The premise that most technical problems are fundamentally human problems has a rich history, echoed by figures like Jeff Atwood in 2008, Bruce Eckel in 2007, and Gerald Weinberg as far back as 1985. This enduring insight highlights a critical aspect of software development and engineering.

I recall an experience at a company grappling with immense technical debt: millions of lines of untested code built on frameworks over a decade old. On one project, a market demand required migrating Windows-only modules to Linux. Instead of cross-compiling, another team opted for a straightforward copy-paste of hundreds of thousands of lines of code, simply swapping Windows-specific components for Linux ones. For those less technical, this creates a monumental issue: two divergent codebases. Any future feature or bug fix would require parallel implementation in both, leading to inevitable divergence and increased maintenance overhead. As a younger, more naive engineer, I was determined to rectify this.

The Human Element in Technical Challenges

Initiating projects aimed at addressing technical debt is inherently challenging, especially when advocating to management. Even if flawlessly executed, such projects often result in the software merely performing as it did before, without immediately visible new features. This particular project was no exception, and its optics were not favorable. Like many engineers, I initially "ignored the politics," focused solely on the technical work, and completed the task. However, the project extended beyond its timeline, and I consequently lost management's trust during the process.

It was then I realized I was attempting to solve a people problem with a purely technical solution. Many developers at the company were content maintaining the status quo, doing today what they had done yesterday, and for the past five years. As Andrew Harmel-Law aptly observes, code often mirrors the personalities of its creators. Individuals resistant to change tend not to design systems with future adaptability in mind.

Indeed, most technical problems originate as human problems. Consider the roots of technical debt: insufficient clarification of requirements, sales teams setting unrealistic deadlines, developers opting for familiar but outdated technologies, management prematurely canceling projects, or individual egos hindering the adoption of superior methods. The core impediment to our refactoring project was the implicit admission that acknowledging the need for change also meant confronting the company's flawed software development practices and the obsolescence of individual skillsets. While my small team worked to improve one module, other developers continued coding as they had for decades. One developer explicitly stated, "I don't want to learn anything new." This made it clear: you will never eliminate technical debt faster than others create it. It's akin to triage in an emergency room; you must first stop the bleeding before addressing the underlying issues.

Beyond the Engineering Ideal

This experience also disabused me of the common engineering ideal: a world where problems can be solved in isolation, devoid of "politics," where work speaks for itself, and where deadlines and even customers are distant concerns. Such an ideal rarely exists. The vast majority of projects involve non-technical stakeholders, and simply stating "trust us; we're working on it" is insufficient.
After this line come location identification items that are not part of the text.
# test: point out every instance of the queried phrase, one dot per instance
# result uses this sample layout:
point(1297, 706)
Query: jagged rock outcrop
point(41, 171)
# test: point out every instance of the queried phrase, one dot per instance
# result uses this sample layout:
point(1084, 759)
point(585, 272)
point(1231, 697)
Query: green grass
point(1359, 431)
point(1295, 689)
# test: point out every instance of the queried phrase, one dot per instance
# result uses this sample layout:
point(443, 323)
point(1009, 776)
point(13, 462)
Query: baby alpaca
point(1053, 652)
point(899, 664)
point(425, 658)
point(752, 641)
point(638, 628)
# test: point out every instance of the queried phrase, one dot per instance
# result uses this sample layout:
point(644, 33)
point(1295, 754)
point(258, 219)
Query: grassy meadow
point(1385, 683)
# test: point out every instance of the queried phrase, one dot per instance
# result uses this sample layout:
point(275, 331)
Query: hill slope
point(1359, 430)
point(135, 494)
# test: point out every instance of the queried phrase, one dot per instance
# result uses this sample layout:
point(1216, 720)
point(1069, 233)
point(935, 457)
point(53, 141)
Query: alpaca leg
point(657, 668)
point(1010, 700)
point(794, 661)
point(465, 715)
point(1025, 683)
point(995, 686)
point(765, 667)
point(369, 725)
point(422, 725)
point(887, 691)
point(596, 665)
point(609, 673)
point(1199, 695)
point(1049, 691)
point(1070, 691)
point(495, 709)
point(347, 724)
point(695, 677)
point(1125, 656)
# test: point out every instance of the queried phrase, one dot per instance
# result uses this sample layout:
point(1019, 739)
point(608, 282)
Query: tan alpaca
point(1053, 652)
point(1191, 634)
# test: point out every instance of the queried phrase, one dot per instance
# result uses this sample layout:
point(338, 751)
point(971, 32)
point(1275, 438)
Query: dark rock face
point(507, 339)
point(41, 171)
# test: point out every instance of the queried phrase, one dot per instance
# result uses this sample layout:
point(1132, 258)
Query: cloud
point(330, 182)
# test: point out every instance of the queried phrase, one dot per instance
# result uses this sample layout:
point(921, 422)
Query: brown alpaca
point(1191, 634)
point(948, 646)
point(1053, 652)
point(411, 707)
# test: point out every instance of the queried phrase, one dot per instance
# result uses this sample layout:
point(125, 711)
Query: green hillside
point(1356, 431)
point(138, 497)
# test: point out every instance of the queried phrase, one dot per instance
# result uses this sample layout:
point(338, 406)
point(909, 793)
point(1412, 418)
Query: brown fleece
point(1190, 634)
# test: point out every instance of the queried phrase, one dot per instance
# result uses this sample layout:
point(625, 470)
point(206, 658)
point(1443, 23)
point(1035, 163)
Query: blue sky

I learned that the perception of your team's progress is just as crucial as the actual work accomplished.

Non-technical individuals often lack an intuitive understanding of the effort required for technical debt cleanup or its inherent value. Engineering teams must communicate this effectively through initial estimates and ongoing project updates. Unless leadership possesses an engineering background, the value of technical debt remediation must be quantified and framed in terms of its tangible business impact.

Cultivating "Heads Up" Engineers

These insights perhaps serve as preparation for more senior roles. In my view, anyone progressing beyond a senior engineer level requires strong cross-functional collaboration skills, regardless of whether they pursue a technical or management path. Educational institutions teach computer science; they typically don't teach how to navigate diverse personalities, egos, and personal blind spots.

I've had the privilege of working with exceptionally talented engineers, possessing profound technical knowledge across a multitude of technologies. Earlier in my career, I aspired to be this "engineer's engineer." However, I now recognize that my own personality doesn't align with a completely "heads-down" approach; I thrive with more varied engagement. While these intensely focused engineers possess considerable strengths and can be incredibly productive individual contributors, they may struggle with larger initiatives due to their singular focus—a single processor core has its limits. Equally valuable, perhaps, is the "heads-up coder": an individual who is deeply technical but also capable of stepping back, identifying project risks (both technical and non-technical), and adeptly guiding the team through them.